Today’s overload of available data creates confusion about where to look for good information. It is understandable to presume that growing numbers of visitors to your website is a sign of real gains. However, if consumers do not engage with you online, then these numbers will not translate to any actual business transactions. Understanding which metrics matter is the difference between creating an effective online strategy for your business versus making presumptuous decisions based on misinterpreted data.
So which metrics are useful and which should you tune out? Here is a down and dirty list of which metrics you may safely ignore in favor of focusing on the metrics that matter.
Total Visitor Traffic
Driving a ton of hits to your website may seem like a worthy pursuit at first glance, but simply drawing in the masses at random who will never buy your product or service renders the effort useless. The goal of digital marketing efforts isn’t to just attract large numbers of visitors and hope for the best, but rather to attract the right kind of visitor who is ready to engage with your product or service. Session metrics reflect how people found your website and how they respond to it, offering you a reliable stream of potential clients who are motivated to buy. Distinguishing the sources of your traffic and the ways in which your visitors interact with your site is more valuable information to have than total website traffic.
While it is good to have links pointing toward your website, it is best to have targeted links from reputable sources such as governmental sites, business rating companies and institutional pages linking to your website. Webpages regarded as authoritative and credible will increase the quality, accuracy and number of your business listings to improve your search visibility. Backlinks from respected media outlets rate highly with search engines, with the added bonus of generating relevant, purchase-ready site traffic.

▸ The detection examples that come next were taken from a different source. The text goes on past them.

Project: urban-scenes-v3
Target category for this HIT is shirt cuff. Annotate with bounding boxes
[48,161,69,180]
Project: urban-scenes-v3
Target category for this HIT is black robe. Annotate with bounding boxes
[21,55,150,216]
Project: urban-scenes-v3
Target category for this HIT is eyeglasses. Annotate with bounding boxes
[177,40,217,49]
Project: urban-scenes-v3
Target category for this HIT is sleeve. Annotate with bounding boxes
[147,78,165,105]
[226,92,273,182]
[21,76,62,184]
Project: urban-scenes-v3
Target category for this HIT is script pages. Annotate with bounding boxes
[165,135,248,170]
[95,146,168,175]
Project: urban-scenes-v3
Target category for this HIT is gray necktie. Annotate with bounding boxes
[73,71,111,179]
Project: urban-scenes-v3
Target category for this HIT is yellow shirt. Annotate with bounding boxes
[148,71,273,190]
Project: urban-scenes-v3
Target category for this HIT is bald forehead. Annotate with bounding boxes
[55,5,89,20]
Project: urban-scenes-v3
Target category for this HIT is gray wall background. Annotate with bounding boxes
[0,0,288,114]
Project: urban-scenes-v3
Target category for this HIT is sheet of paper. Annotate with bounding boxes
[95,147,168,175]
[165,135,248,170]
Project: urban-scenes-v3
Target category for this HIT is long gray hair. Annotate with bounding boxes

Keywords have their place in digital marketing, but they became less important over the years because the way people search online from a desktop and the way that people actually speak are two very different formats. Search engine algorithms have evolved in step with these changes in search trends, rendering conversational key phrases increasingly important. As users change the way they search and locate information online, businesses that are focused on a local geographic area will want the top 1-5 rankings in local searches to maximize your online visibility. Ranking highly for specific informal speech search phrases will help generate more local business. With more searches now taking place on mobile devices than desktops and nothing to indicate that the trend is slowing, your rankings will improve with increased emphasis on highly specific, natural everyday speech search phrasings.
Total Inbound Phone Calls
Rather than simply trying to attract more incoming phone calls, learn instead where your callers found your phone number. Use call tracking software or create different phone numbers to track your print, email and digital marketing efforts. One month into a new campaign, do an appraisal of your inbound inquiries to assess which marketing strategy is most effective. If you find that one advertising channel is generating the lion’s share of the business calls you have received, then you have a solid indication of the marketing avenue that best suits your particular business.
Flattering reviews are encouraging and validating but consider how having just a single bad review will impact your business as well. Having only one bad review, whether accurate or not, can be devastating for your business. Negative reviews are problematic because they tend to stand out in people’s minds and they are difficult to erase. Search engines strive to be objective, so they deliver positive and negative information alike. So once you’ve gotten that first one-star writeup, it’s nearly impossible to hide it within any search engine algorithm. Basically, you’re stuck with it. Inevitably, businesses encounter unhappy customers from time to time. So ask your valued patrons for the opportunity to fix any concerns before judging your performance. The idea is to take the initiative in addressing problems as they arise to preserve your online reputation, rather than trying in vain to reconcile these negative experiences retroactively.
Tying it All Together
This surplus of data makes it hard to know what to do, what to pay attention to and whom to trust. This challenge begs the question — what metrics are actually important for my business? Firstly, guiding quality traffic to your website that’s further down the purchasing process is critical. Quality beats quantity every time. Also, the quality of the links directing people to your website must be from legitimate and respected sources. Conversational search experiences matter as well, especially as people use voice search on their smartphones with more frequency every day. Next, it is crucial to know where your new business is coming from so you can further pursue the marketing channel that’s working for you and quit investing in the ones that aren’t economically feasible. Finally, you want to avoid negative reviews while promoting positive ones.
Whatever your particular needs, jumping into the unknown can feel scary even for the most successful of business owners. Your reputation online is much like your reputation in real life because you create it not by demanding it, but rather by earning it. You may spend 10 years building it, but you can destroy it in 10 seconds. Focusing on the metrics that actually matter for your business will help you stay ahead of your online reputation and make your digital marketing investment worthwhile and rewarding.